2 teaspoons black peppercorns

Kosher salt

Directions

Special equipment:
a 6- or 8- quart Instant Pot® multi-cooker
  1. Add the butter to a 6-quart Instant Pot® and set to saute on high (see Cook's Note). Melt the butter completely, then add the flour and whisk to combine until smooth. Continue cooking, whisking constantly, until the roux is the color of peanut butter, 5 to 8 minutes. Slowly whisk in the warmed stock and bring to a simmer, whisking, until smooth and thickened. Season with salt and pepper. Serve hot or cool down completely and store tightly covered in the fridge.
  2. When you're ready to serve, reheat the gravy over medium heat. If you have pan drippings from roasting a bird that you want to use, whisk them in when reheating the gravy. If the gravy is too thick, thin to the desired consistency with additional turkey stock.

Instant Pot Turkey Stock

  1. Preheat a 6-quart Instant Pot® using the saute setting on high (see Cook's Note). Add 2 tablespoons oil to the pot and brown your turkey pieces in batches, adding more oil as needed, until golden brown on all sides, 3 to 5 minutes per side. Add all the browned turkey pieces back to the pot along with the garlic, celery, carrot, onion, sage, bay leaves, rosemary, thyme, peppercorns, 2 quarts water and 2 teaspoons salt.
  2. Follow the manufacturer's guide for locking the lid and preparing to cook. Set to pressure cook on high 45 minutes.
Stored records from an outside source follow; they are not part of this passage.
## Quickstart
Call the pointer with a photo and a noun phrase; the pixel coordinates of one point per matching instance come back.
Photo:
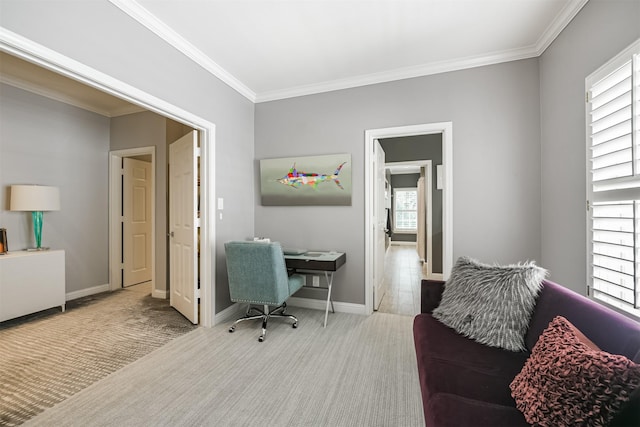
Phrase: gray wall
(46, 142)
(600, 31)
(496, 160)
(98, 34)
After the pressure cycle is complete, follow the manufacturer's guide for quick release and wait until the quick release cycle is complete. Be careful of any remaining steam and unlock and remove the lid. Strain the stock through a fine mesh strainer and skim any fat off the top before using.

Cook’s Note

Setting may vary on your Instant Pot® depending on the model. Please refer to the manufacturer's guide.